От нашей ухи и рыбы Семён отказался. Пил водку с чаем.
- Чай по коми называется, - блеснул эрудицией рыбак, наливая в кружку треть водки. – В меню ресторана в городе сам видел (в меню: 200гр / 7гр. водки)…
После ужина сосед, попрощавшись, споро засеменил к себе в избу.
- Охранять улов надо! - обернувшись и махнув рукой, крикнул нам на ходу.
В избе прохладно. Перетащив лапник, пристроились у стены возле костра. Сон долго не приходил.
- Кто из них приживала, надо ещё посмотреть, - угадывая мои мысли, пробурчал напарник. - Четыре столитровых бочки рыбы, идущей на нерест, это миллионы мальков, которым кто-то запретил жить в нашем мире.
- А глухарей и тетеревов на токовище, скорее всего, он тоже не различает по половым признакам и стреляет всё, что шевелится. Щимихи в бору наставил, а сходить за птицами не хватило времени. Там и серенькие перья пеструхи, самки глухаря, я видел, - поддерживаю друга.
- Медведь ему мешает! – всё больше распалялся друг. – Много ли ему надо, медведю-то. Прошлогодняя брусника и клюква открылись на болоте – ешь, не хочу!
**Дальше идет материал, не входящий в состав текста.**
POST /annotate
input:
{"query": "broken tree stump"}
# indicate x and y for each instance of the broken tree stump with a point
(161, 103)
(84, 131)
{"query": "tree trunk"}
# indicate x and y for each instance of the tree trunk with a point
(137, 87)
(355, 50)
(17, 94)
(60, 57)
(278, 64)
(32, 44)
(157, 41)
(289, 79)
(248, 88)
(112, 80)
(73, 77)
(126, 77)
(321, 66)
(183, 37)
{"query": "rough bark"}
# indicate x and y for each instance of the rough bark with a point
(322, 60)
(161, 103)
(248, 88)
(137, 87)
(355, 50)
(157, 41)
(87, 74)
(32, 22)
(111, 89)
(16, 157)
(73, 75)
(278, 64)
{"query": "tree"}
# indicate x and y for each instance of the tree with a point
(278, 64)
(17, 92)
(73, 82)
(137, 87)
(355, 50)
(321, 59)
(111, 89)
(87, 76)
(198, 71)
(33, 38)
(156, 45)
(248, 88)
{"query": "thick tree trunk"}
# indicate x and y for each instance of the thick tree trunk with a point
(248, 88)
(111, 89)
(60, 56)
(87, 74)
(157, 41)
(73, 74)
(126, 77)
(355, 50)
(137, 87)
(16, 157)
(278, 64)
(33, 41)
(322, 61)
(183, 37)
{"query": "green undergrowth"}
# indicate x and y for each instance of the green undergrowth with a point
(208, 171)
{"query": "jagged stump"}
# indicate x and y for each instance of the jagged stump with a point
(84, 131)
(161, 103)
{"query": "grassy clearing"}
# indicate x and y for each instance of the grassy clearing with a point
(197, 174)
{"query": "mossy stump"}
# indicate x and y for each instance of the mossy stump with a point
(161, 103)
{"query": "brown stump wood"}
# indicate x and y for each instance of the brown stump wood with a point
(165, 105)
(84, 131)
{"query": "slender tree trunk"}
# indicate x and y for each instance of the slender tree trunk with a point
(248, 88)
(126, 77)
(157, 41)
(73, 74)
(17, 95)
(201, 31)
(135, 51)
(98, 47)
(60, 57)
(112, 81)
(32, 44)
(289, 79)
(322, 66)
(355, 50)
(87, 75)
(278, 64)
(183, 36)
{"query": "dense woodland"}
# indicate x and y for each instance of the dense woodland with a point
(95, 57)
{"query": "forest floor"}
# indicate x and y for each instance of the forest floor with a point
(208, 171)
А рыбки он и сам бы добыл на мелководье речки немного, если бы не стреляли по нему с лодки и не расставляли хитроумные самоловы.
- Слово-то, какое редкое и мудрёное выискал браконьер: «Приживала»! – поддерживаю спонтанно возникший экологический митинг протеста. - Медведь, наверняка, обитает в этих местах лет десять, если не больше. Скорее всего, и подруги у него есть, и наследники подрастают. А эту избу, хапуга, хоть и заброшенная, растащил наполовину, а без печки холодновато спать. Он сам и есть приживала! Воздастся ещё ему по заслугам в дальнейшей жизни!..

Сон был короткий, а утром мы не пошли на болото. Позавтракав и собравшись, мы поплыли на моторке в Усть-Лыжу. Там отдали другу лодку и на скоростном теплоходе серии «Заря» отправились домой, в Печору…
«Тот, кто живёт за чужой счёт, угодничая перед своим покровителем», - читаю в словаре пояснение редкого, устаревшего и малознакомого мне слова приживала. «Нет, - думаю, - медведю больше подходит слово «хозяин». Он никогда не будет угодничать и пользоваться покровительством. Этот зверь сам по себе!»